What makes a great restaurant? Honestly, I have no idea. I suspect it is a feeling of place. I suspect it is just something about the restaurant that rings authentic. That the restaurant just comes across as genuine. There is just “something” that makes the restaurant special. In my mind this specialness can only be derived organically; it can’t be forced. It has to come from the inner life of the those who make that restaurant home, not only those who may own the restaurant or work in it, but also from those who frequent it; and I think this is an important point to be made. The guest, in any great restaurant, has just as important role to play in it’s greatness as the food or atmosphere or whatever else may seem important. You!! You play a role. Which brings me to my final observation: Community.
A chef is a great chef because that chef creates community through his/her food using the restaurant as the medium. And I answer my own question. Chefs become great not because of fame, but because of the community that naturally grows up around the restaurant they inhabit. One of the definitions of community is, “practicing common ownership”. I can’t think of a better definition of restaurant than that one. A great restaurant is a place where everyone who comes has a common ownership.

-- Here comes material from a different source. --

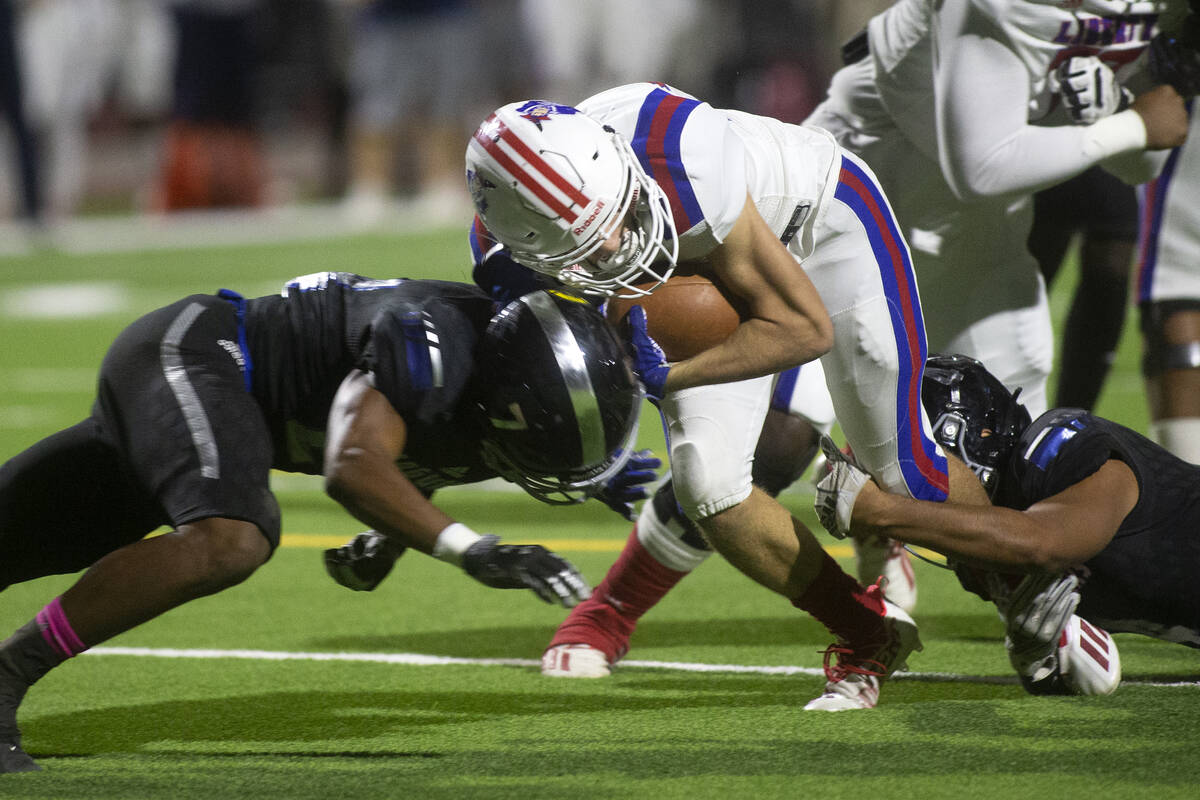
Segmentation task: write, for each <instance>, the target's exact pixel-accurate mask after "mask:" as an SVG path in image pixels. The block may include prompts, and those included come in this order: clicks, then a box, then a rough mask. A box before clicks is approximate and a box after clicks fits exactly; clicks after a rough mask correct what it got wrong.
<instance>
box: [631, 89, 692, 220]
mask: <svg viewBox="0 0 1200 800" xmlns="http://www.w3.org/2000/svg"><path fill="white" fill-rule="evenodd" d="M697 106H700V101H698V100H692V98H689V97H682V96H679V95H676V94H672V92H670V91H666V90H664V89H655V90H654V91H652V92H650V94H649V95H647V96H646V100H644V101H643V102H642V108H641V110H640V112H638V114H637V127H636V128H635V130H634V139H632V142H630V146H631V148H632V149H634V155H636V156H637V161H638V163H641V166H642V169H644V170H646V173H647V174H648V175H649V176H650V178H653V179H654V182H656V184H658V185H659V187H661V188H662V192H664V193H665V194H666V196H667V200H668V201H670V203H671V216H672V217H673V218H674V223H676V230H677V231H679V234H683V233H685V231H688V230H691V229H692V228H694V227H695V225H696V224H697V223H698V222H701V221H702V219H703V218H704V213H703V212H702V211H701V209H700V201H698V200H697V199H696V193H695V191H692V187H691V181H690V180H689V179H688V170H686V169H684V166H683V149H682V146H680V139H682V136H683V126H684V122H686V121H688V116H689V115H690V114H691V113H692V110H695V108H696V107H697Z"/></svg>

Where everyone is on equal grounds and of equal importance. A great chef is, therefore, one who creates that commonality with his/her food. Someone who brings a part of the world together in community. Someone whose job it is to build solidarity and cohesion among her/his neighbors through their craft. While I can never dismiss the skill and dedication it takes to cook great food day in and day out, I have to wonder if this doesn’t take back seat to the creation of community. Or, perhaps it is a delicate combination of both.